Thank you for visiting nature.com. You are using a browser version with limited support for CSS. To obtain the best experience, we recommend you use a more up to date browser (or turn off compatibility mode in Internet Explorer). In the meantime, to ensure continued support, we are displaying the site without styles and JavaScript.

On the Use of Protein Turnover and Half-Lives

Another excellent paper from the Porrino and Nader group has examined the recovery of the dopamine parameters (D1, D2, and DAT) after abstinence from long-term self-administration of cocaine in monkeys (Beveridge et al, 2008). As the authors note, this is important because of the findings in humans and other species that there are changes in brain after cocaine use, and an enduring question has been whether these changes can revert to normal, particularly in humans. This has implications for the potential degree of recovery from addiction.

This letter is not a criticism, but rather an addition to the ongoing discussion as to the meaning and possible directions for such experiments. It discusses the possible importance of some older concepts including turnover and half-lives of proteins as a reflection of the activity of a system. Turnover is the rate at which the molecules of a substance (in this case, a protein) are replaced.
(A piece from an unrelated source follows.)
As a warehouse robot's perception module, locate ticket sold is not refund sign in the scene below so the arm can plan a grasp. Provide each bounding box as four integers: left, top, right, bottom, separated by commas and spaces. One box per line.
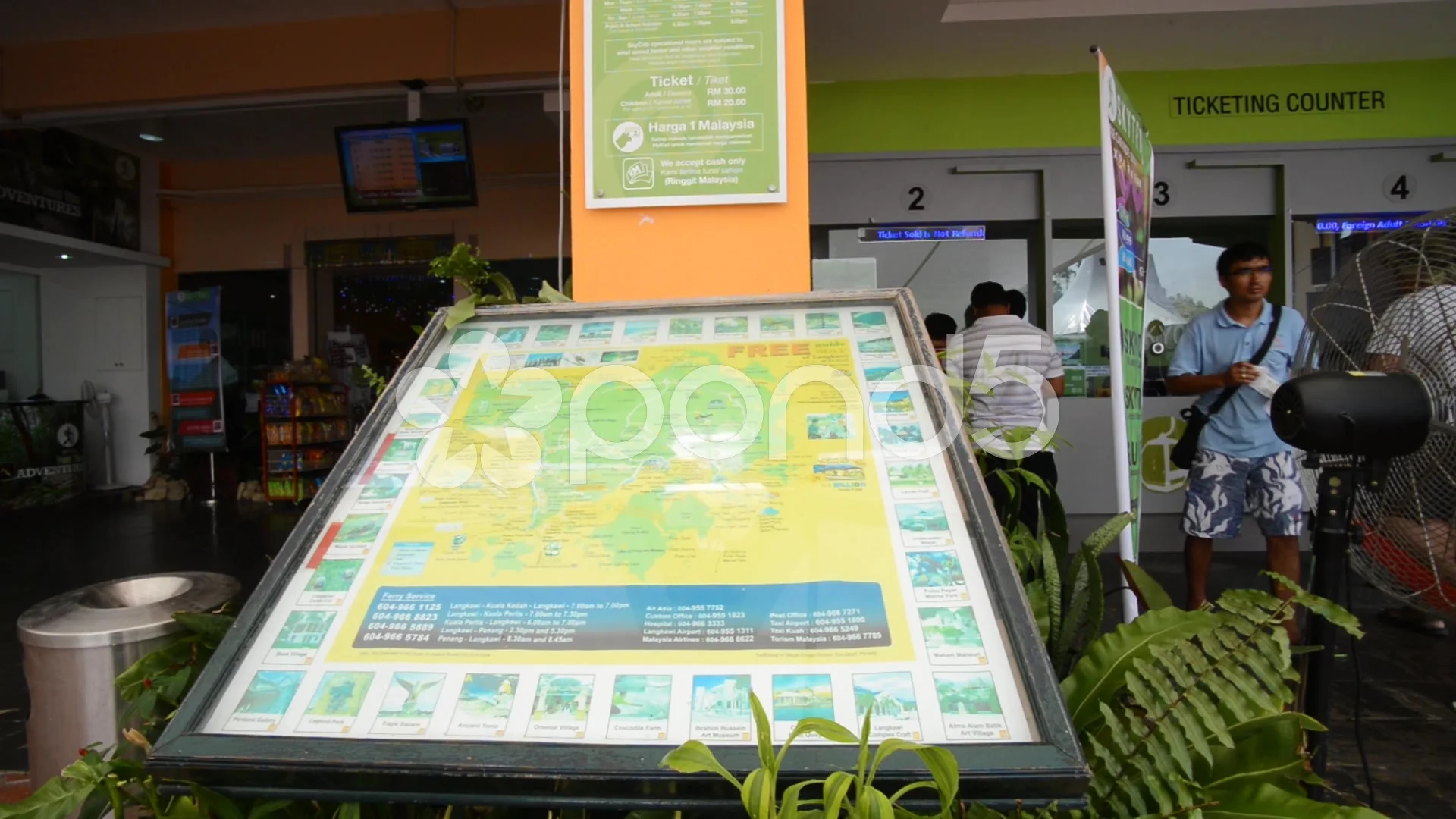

It is related to the synthesis and degradation rates of the substance. Half-life relates to the time it takes to replace half of the molecules. A more rigorous discussion of these topics can be found in the literature (Kuhar and Joyce, 2001; Kimmel et al, 2003). Two examples where these concepts are used are described below and they show how these parameters can help interpret data.

The first example focuses on the fact that this (Beveridge et al, 2008) and similar studies measure levels of these proteins (D1, D2, and DATs). There is good evidence that measuring levels alone does not always provide the complete picture. The turnover or half-lives of the proteins may be different even though the levels are the same. For example, the half-life of DAT in rats, measured after 10 days of passive cocaine administration followed by 10 days of withdrawal, was about halved in the striatum from cocaine-treated animals compared to saline-treated animals. But, the level or Bmax of DAT was not different in the cocaine withdrawal group compared to the saline withdrawal group, even though the half-lives were different (Kimmel et al, 2003). The levels of a protein might not change because the synthetic machinery can perhaps keep up with its use and degradation even though there might changes in the latter. The next question is: what is the significance of changes in turnover rates and half-lives of DAT? In one sense it implies something at the cellular level. Also, it may reflect the relative stimulation of DA receptors or other factors (Kimmel et al, 2001). Therefore the protein might be actively engaged at a new level even though its levels on a molar basis are not changed.

It is possible to measure the turnover and half-lives of DA receptors and DATs in animals (see Kimmel et al, 2001 for references). Turnover and half-life have long been considered advantageous measurements for the activity of neurotransmitter-specific neurons (Brodie et al, 1966; Iversen and Glowinski, 1966). In any case, a discussion of the value and significance of turnover and its associated parameters in PET measurements seems worthwhile although perhaps technically difficult.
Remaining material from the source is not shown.